The present disclosure relates to software development and cybersecurity. More specifically, it pertains to a system and method for prioritizing code violations using machine learning and datasets of vulnerable and vanilla code snippets.
In software development, identifying and fixing code violations is a critical task. However, the severity of these violations can vary significantly, and addressing minor bugs while leaving dangerous errors unattended can lead to severe consequences. Existing methods for prioritizing code violations often lack the ability to differentiate between minor and severe violations, leading to inefficient use of developer resources and potential security risks. Therefore, there is a need for a system that can prioritize the most critical violations for correction.
Code violations refer to cases where the code fails to follow coding standards, best practices, or security rules that have been put in place. These violations can show up as defects, performance problems, or security gaps that have the potential to negatively impact the function, dependability, or safety of the software application. Detecting and resolving violations is a vital part of the software development lifecycle, as it helps guarantee that the end product delivered is high-quality, secure, and performs efficiently. By adhering to established guidelines and addressing any violations, developers can create robust and reliable software that meets functionality, security, and efficiency needs.
Code violations, even if similarly classified across different methods, can vary significantly in their severity. Identifying and fixing the most critical violations in the code before addressing benign mistakes is crucial for several reasons. Primarily, it ensures the efficient use of valuable developer time. Developers are a key resource in any software project, and their time is best spent addressing issues that have a significant impact on the functionality, security, or performance of the application. Fixing minor bugs while leaving dangerous errors unattended can lead to severe consequences, including system crashes, data breaches, or other security issues. These can result in substantial financial losses, damage to the company's reputation, and even legal repercussions, injury or death in critical application. Therefore, prioritizing the most important violations not only optimizes the use of developer time but also mitigates potential risks associated with severe software defects.
In some embodiments, the present disclosure is directed to a method for prioritizing code violations in a computer program, using machine learning.
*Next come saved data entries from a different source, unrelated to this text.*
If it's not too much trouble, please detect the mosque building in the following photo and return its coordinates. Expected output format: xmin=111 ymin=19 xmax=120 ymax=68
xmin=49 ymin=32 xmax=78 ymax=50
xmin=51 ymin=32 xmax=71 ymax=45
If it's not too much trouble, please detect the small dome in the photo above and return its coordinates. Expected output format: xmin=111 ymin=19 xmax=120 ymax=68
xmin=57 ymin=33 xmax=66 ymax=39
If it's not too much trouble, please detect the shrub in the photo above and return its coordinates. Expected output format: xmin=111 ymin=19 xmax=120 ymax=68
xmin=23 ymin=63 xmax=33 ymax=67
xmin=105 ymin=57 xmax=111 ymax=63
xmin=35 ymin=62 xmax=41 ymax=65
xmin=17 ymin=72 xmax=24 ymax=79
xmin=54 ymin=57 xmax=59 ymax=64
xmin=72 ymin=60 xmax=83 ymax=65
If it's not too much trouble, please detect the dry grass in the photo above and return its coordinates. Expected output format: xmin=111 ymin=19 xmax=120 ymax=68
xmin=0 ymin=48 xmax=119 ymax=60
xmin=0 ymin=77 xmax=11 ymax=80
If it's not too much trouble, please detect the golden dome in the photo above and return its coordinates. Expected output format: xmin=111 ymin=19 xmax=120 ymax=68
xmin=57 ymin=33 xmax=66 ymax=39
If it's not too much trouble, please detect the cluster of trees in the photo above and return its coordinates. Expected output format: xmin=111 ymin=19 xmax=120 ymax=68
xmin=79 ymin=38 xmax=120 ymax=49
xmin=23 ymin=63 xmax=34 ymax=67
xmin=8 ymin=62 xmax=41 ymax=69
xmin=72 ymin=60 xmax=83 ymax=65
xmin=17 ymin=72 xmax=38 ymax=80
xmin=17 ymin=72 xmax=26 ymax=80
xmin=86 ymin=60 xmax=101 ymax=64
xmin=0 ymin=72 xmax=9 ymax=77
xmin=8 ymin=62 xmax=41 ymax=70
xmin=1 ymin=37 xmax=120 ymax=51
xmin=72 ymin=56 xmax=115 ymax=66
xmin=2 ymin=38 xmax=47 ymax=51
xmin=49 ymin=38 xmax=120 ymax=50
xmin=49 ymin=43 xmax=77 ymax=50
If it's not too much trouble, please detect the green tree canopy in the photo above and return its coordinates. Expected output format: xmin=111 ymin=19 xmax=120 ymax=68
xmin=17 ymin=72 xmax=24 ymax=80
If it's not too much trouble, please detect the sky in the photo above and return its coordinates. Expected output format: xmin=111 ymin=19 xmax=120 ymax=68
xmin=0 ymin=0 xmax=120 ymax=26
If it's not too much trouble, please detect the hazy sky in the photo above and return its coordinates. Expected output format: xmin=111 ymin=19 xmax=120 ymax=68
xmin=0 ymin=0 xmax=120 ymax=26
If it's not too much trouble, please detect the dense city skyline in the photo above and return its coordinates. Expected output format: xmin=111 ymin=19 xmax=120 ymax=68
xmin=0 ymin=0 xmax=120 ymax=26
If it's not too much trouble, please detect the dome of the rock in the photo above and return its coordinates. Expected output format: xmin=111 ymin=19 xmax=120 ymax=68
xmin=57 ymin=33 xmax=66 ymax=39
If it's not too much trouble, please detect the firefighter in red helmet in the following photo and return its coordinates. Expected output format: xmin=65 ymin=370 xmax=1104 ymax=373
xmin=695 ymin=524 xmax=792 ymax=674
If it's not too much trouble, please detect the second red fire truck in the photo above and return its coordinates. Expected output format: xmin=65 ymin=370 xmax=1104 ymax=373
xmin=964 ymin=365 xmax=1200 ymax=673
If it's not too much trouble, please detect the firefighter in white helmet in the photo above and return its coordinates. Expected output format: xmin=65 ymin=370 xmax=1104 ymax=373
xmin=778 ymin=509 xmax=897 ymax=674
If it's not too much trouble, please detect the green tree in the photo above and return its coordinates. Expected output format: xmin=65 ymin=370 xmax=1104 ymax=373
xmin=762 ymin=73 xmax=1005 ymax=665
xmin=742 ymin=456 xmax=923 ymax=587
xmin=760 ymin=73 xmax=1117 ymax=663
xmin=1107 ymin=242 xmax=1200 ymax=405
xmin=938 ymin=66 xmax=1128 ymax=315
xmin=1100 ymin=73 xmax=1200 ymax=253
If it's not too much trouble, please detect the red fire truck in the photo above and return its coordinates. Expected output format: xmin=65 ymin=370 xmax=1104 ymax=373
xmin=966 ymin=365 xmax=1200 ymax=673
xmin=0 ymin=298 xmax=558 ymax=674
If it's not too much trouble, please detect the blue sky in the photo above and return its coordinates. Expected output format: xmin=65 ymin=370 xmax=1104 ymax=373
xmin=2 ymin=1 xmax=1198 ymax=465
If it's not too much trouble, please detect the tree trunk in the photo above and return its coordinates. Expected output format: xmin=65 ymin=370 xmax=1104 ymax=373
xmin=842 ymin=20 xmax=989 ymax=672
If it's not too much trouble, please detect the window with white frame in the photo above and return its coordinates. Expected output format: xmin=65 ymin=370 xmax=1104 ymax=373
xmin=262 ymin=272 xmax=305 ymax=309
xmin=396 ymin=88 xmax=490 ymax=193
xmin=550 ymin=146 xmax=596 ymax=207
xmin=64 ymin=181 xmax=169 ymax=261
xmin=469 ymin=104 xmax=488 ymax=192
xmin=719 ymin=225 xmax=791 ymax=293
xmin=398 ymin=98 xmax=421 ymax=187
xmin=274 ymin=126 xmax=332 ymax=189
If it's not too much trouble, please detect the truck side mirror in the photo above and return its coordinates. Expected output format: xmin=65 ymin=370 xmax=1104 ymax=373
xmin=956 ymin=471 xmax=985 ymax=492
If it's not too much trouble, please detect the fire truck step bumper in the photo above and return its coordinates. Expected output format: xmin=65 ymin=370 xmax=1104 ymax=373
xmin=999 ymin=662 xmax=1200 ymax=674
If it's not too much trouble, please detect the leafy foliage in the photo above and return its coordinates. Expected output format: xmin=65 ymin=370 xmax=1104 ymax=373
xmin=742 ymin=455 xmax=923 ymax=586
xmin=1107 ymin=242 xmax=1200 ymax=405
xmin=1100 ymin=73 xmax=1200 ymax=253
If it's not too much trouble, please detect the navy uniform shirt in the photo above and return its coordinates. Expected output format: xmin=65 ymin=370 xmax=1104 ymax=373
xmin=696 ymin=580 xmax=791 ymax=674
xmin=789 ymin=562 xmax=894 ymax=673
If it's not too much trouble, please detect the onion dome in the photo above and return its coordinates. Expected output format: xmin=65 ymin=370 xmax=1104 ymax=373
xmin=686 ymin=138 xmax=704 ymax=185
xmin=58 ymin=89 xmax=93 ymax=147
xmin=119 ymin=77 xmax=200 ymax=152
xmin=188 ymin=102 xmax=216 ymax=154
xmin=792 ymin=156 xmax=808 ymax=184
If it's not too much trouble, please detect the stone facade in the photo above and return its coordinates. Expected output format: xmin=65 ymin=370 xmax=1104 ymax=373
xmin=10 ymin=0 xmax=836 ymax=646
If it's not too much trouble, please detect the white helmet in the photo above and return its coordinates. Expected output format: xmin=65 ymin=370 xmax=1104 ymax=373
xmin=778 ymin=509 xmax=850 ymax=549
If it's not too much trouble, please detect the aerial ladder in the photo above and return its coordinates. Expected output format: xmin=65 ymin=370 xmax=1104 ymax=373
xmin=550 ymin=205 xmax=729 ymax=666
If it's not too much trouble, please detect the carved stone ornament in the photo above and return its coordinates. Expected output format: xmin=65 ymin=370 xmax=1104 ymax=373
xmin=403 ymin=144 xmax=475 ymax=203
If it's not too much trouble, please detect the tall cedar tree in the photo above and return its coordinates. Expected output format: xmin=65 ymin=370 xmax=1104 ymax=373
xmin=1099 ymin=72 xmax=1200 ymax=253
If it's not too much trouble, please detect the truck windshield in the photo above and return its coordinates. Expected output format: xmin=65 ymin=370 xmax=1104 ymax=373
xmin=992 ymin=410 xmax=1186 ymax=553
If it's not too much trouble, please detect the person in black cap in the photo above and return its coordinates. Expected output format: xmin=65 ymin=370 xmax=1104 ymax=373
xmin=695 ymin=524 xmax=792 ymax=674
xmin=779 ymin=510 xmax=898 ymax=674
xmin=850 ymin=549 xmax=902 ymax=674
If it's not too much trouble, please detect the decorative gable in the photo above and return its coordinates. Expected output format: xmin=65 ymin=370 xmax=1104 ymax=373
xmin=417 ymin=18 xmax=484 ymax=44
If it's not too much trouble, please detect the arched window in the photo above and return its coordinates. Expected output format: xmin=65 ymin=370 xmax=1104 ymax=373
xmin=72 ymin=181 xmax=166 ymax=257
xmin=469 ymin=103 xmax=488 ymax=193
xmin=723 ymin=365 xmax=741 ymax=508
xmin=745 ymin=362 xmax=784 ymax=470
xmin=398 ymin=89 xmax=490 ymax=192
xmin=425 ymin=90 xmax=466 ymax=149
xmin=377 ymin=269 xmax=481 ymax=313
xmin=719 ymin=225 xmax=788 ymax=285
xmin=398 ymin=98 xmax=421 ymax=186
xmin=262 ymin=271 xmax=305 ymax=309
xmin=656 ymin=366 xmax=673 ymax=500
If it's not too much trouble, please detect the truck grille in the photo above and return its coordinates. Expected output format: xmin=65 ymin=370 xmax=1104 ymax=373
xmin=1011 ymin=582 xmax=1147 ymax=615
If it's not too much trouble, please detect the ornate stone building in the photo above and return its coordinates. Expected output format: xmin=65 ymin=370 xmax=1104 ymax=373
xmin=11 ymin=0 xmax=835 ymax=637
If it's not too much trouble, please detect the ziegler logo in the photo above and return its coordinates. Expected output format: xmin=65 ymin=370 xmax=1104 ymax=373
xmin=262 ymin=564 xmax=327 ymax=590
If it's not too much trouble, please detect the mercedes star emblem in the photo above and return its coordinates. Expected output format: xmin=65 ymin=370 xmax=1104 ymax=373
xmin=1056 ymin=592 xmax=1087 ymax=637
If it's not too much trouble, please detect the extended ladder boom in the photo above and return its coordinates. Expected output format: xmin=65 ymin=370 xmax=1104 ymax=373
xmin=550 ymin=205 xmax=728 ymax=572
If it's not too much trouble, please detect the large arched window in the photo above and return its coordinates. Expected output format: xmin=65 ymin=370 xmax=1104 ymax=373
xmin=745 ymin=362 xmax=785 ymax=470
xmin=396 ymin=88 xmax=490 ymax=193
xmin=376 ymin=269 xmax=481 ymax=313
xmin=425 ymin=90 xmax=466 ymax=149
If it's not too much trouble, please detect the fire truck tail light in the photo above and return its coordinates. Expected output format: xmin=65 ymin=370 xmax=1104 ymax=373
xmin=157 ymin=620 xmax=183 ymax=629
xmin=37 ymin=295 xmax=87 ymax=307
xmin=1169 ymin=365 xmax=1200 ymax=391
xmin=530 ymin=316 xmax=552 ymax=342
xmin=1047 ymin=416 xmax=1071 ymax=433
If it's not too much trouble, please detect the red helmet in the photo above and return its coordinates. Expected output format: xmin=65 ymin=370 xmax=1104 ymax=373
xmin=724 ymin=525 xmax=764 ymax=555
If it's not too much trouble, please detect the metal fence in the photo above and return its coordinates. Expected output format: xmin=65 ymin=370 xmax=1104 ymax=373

The method includes: analyzing the computer program for code violations; extracting code snippets containing violations from the computer program; training a machine learning model to differentiate between vulnerable and non-vulnerable code in the extracted code snippets; inputting the extracted code snippets to a trained machine learning model to assign a vulnerability probability score to each snippet, wherein each vulnerability probability score indicates a severity of the violation for a respective snippet; ranking the code snippets based on their respective vulnerability probability score, wherein a higher score indicates a higher likelihood of causing severe vulnerabilities; and displaying the ranked code snippets to be fixed for their code violations.
In some embodiments, the present disclosure is directed to a system for prioritizing code violations in a computer program, using machine learning. The system includes: means for analyzing the computer program for code violations; means for extracting code snippets containing violations from the computer program; means for training a machine learning model to differentiate between vulnerable and non-vulnerable code in the extracted code snippets; means for inputting the extracted code snippets to a trained machine learning model to assign a vulnerability probability score to each snippet, wherein each vulnerability probability score indicates a severity of the violation for a respective snippet; means for ranking the code snippets based on their respective vulnerability probability score, wherein a higher score indicates a higher likelihood of causing severe vulnerabilities; and means for displaying the ranked code snippets to be fixed for their code violations.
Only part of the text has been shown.